Questa pagina del sito incoraggia
l'utilizzo di un farmaco che viene ampiamente usato in medicina ma NON è
ancora approvato dai nostri organi di Vigilanza per l'utilizzo nelle
paralisi ostetriche del plesso brachiale. Dal punto di vista formale il
suo uso viene giustificato valorizzando alcuni fenomeni presenti nella
evoluzione delle paralisi ostetriche e cercando, in questo modo, una
analogia di trattamento con alcuni aspetti delle paralisi cerebrali
infantili, patologia per la quale la tossina è ampiamente approvata.

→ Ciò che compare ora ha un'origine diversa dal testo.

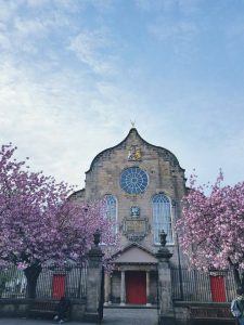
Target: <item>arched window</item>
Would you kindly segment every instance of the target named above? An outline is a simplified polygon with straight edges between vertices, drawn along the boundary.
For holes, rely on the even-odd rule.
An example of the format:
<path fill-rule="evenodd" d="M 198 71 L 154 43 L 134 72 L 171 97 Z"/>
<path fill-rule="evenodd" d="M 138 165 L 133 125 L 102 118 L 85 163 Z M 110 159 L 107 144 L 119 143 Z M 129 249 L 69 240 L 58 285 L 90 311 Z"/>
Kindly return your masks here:
<path fill-rule="evenodd" d="M 172 244 L 171 205 L 169 198 L 159 193 L 152 198 L 154 243 L 159 244 L 159 231 L 167 234 L 167 243 Z"/>
<path fill-rule="evenodd" d="M 114 222 L 114 233 L 117 232 L 117 199 L 114 195 L 107 194 L 104 197 L 106 205 L 106 216 L 107 218 Z"/>

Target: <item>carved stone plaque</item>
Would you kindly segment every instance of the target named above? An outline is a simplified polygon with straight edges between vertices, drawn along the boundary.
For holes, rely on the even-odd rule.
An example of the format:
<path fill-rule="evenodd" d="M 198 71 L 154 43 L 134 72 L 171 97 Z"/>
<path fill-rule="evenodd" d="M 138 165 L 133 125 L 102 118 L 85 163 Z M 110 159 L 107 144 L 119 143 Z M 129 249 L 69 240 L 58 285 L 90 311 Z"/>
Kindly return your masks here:
<path fill-rule="evenodd" d="M 131 242 L 142 240 L 149 233 L 149 220 L 146 218 L 125 218 L 123 221 L 123 234 Z"/>

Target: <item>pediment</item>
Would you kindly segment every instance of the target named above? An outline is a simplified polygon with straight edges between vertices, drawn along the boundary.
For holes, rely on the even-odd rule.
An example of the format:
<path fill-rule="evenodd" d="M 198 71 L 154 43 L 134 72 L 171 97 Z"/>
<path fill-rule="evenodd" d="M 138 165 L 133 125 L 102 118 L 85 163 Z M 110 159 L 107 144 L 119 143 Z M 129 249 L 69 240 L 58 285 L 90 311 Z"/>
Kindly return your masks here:
<path fill-rule="evenodd" d="M 115 263 L 142 263 L 142 264 L 156 264 L 157 259 L 153 253 L 139 246 L 131 246 L 121 251 L 114 260 Z"/>

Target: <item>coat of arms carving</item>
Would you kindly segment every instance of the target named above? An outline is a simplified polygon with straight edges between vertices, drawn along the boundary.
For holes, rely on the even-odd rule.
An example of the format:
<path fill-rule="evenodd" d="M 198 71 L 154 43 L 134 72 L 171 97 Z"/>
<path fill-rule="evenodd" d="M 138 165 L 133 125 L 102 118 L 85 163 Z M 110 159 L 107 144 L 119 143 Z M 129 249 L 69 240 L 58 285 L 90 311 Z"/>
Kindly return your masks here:
<path fill-rule="evenodd" d="M 131 145 L 128 154 L 129 161 L 141 161 L 141 148 L 138 145 Z"/>

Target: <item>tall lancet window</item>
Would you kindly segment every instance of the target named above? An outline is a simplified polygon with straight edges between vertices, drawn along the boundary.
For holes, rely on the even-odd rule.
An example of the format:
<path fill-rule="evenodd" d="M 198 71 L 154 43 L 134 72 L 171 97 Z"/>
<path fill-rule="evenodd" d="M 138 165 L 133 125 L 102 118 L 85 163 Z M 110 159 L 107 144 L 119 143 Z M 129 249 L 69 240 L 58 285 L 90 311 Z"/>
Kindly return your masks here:
<path fill-rule="evenodd" d="M 158 233 L 164 230 L 167 234 L 167 243 L 172 244 L 172 218 L 169 198 L 163 193 L 155 194 L 152 198 L 152 208 L 154 243 L 159 244 Z"/>
<path fill-rule="evenodd" d="M 104 197 L 106 216 L 114 223 L 114 233 L 117 233 L 117 199 L 114 195 L 107 194 Z"/>

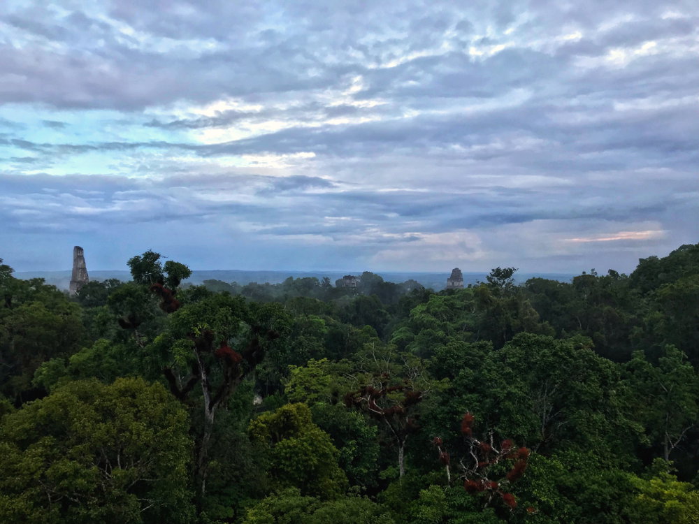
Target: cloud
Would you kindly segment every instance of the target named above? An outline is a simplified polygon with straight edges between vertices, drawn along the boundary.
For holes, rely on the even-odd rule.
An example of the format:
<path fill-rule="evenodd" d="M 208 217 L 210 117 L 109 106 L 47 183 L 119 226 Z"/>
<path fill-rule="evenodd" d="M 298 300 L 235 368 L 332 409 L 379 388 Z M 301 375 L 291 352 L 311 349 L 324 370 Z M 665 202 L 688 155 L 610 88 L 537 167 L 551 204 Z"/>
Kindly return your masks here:
<path fill-rule="evenodd" d="M 628 271 L 697 241 L 698 22 L 681 0 L 6 3 L 0 245 Z"/>

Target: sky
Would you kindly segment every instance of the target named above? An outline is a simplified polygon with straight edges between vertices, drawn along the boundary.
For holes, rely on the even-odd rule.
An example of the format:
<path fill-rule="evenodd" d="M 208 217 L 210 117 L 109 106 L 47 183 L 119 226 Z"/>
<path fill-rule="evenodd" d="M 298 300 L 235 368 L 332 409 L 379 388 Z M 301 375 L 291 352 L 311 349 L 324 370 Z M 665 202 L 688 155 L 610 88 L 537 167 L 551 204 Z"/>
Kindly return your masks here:
<path fill-rule="evenodd" d="M 698 218 L 696 0 L 0 2 L 17 271 L 629 272 Z"/>

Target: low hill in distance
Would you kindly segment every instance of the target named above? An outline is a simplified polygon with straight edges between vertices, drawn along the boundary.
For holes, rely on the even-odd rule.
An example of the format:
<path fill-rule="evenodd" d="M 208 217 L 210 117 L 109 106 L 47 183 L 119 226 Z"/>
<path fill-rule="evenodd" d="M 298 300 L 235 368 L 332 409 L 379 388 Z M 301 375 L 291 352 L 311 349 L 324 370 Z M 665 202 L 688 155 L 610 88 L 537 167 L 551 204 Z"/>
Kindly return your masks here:
<path fill-rule="evenodd" d="M 94 270 L 90 271 L 88 268 L 90 280 L 106 280 L 109 278 L 115 278 L 122 281 L 131 280 L 131 273 L 124 270 Z M 193 270 L 192 277 L 187 280 L 187 282 L 198 285 L 203 283 L 204 280 L 221 280 L 226 283 L 238 282 L 240 285 L 245 285 L 250 282 L 257 282 L 258 284 L 280 284 L 289 277 L 294 278 L 315 277 L 319 280 L 324 277 L 328 277 L 333 284 L 338 279 L 342 278 L 345 275 L 354 275 L 359 276 L 361 271 L 338 272 L 338 271 L 245 271 L 237 269 L 219 269 L 219 270 Z M 389 282 L 400 284 L 406 280 L 416 280 L 426 288 L 431 288 L 435 291 L 443 289 L 447 285 L 447 278 L 449 277 L 450 271 L 445 272 L 377 272 L 384 280 Z M 485 282 L 487 272 L 463 272 L 463 285 L 468 286 L 469 284 L 476 284 L 479 282 Z M 562 282 L 570 282 L 575 276 L 572 274 L 565 273 L 519 273 L 514 274 L 514 279 L 518 284 L 526 282 L 530 278 L 539 277 L 550 279 L 552 280 L 559 280 Z M 20 271 L 15 273 L 15 277 L 23 279 L 30 278 L 43 278 L 47 284 L 52 284 L 59 289 L 68 289 L 71 282 L 71 271 Z"/>

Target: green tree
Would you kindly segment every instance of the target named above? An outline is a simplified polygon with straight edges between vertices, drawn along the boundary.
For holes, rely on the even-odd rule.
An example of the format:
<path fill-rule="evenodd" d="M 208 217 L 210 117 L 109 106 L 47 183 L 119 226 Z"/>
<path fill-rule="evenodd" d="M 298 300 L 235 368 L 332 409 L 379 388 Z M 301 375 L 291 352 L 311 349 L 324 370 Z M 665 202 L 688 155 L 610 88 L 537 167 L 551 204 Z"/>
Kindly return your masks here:
<path fill-rule="evenodd" d="M 347 487 L 330 436 L 313 423 L 305 404 L 288 404 L 250 422 L 252 441 L 269 458 L 278 488 L 293 486 L 304 495 L 339 497 Z"/>
<path fill-rule="evenodd" d="M 635 418 L 669 461 L 687 432 L 699 424 L 699 375 L 686 356 L 674 346 L 665 347 L 656 365 L 642 351 L 636 351 L 625 368 Z"/>
<path fill-rule="evenodd" d="M 379 504 L 361 497 L 323 501 L 287 488 L 250 508 L 243 524 L 394 524 Z"/>
<path fill-rule="evenodd" d="M 75 381 L 6 415 L 0 521 L 188 523 L 192 441 L 160 385 Z"/>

Tuttavia, nel mondo, la tossina botulinica sta venendo sempre più
considerata come un utile presidio terapeutico per alcune sequele (vedi
capitolo relativo) altrimenti irrisolvibili, anche se non tutti tra i
colleghi che si occupano del trattamento di pazienti con paralisi
ostetriche ne riconoscono la validità. L'utilizzo principale che mi
sento di consigliare ad occhi chiusi (sia per la presenza di dati in
letteratura sia per gli eccellenti risultati da me direttamente
constatati) é nel trattamento delle cocontrazioni bicipite-tricipite.
Accade talora, che dopo una reinnervazione (specie nelle paralisi
totali) si assista a fenomeni di totale assenza di movimento legata alla
contrazione simultanea di due muscoli dalla funzione opposta. L'arto
sembra inattivo, anche se la sua immobilità deriva dallo scontro di
forze che si annullano l'una con l'altra. La tossina è in grado, dopo
poche somministrazioni in genere sul tricipite, di autonomizzare le due
funzioni. L'uso invece più frequente, ma che non é il principale nè come
costanza né per riproducibilità di risultati è la deformità in flessione
di gomito, specie nei casi in cui vi é una iperattività del bicipite.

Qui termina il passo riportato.